从腰包拿出便携式手电筒用嘴巴咬住,劳拉靠在身后的墙壁上开始翻阅这本至高无上的祭司法典。
法典有一大半都是星启部落的部落语,晦涩难懂,但好歹其中穿插着一些印第安通用语。
超人体质下的劳拉不仅力能扛鼎,天生还有着过目不忘的记忆力,举一反三更是她的强项。
通过有限能够理解的印第安通用语,劳拉飞速破译着法典上的内容,只用了三分钟不到,便找到了关键信息——“星启神庙”的所在地。

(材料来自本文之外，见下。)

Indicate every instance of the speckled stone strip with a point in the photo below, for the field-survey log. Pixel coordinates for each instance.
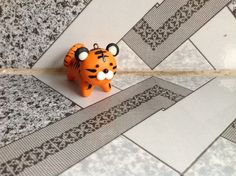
(60, 145)
(166, 27)
(29, 28)
(230, 133)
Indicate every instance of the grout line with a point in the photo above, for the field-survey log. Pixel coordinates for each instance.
(228, 140)
(61, 33)
(137, 55)
(72, 114)
(204, 151)
(231, 11)
(140, 19)
(151, 154)
(202, 54)
(191, 92)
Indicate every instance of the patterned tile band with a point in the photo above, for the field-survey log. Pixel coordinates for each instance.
(154, 38)
(58, 143)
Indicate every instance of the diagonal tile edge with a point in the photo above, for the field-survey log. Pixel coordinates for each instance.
(230, 133)
(170, 43)
(78, 140)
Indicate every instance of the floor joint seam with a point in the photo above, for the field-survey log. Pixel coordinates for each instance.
(195, 46)
(138, 21)
(205, 150)
(231, 11)
(137, 54)
(57, 91)
(228, 140)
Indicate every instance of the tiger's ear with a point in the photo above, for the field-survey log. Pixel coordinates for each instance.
(81, 53)
(113, 49)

掏出腰包里的小号数码相机将那一页拍下,劳拉走到路灯下轻敲路灯。
时天翩翩然下了地,有些诧异的问道:“这么快?”
“彼此彼此。”劳拉把支票放到法典上面交给时天,露出一个意味深长的灿烂微笑。
“等我。”时天接过支票和法典,微微点头示意,几个翻滚又消失在黑暗之中。
已经是第三次,对时天来说已经熟能生巧,哪怕闭着眼睛都能往返来回。
也是三分钟不到,时天从通风口钻出,一顿炫技般的轻功,凭着记忆力丝毫不差的落到刚刚劳拉所在的……
位置?
时天稳稳站在原地,左看右看,皱眉。
因为他发现。
劳拉不见了。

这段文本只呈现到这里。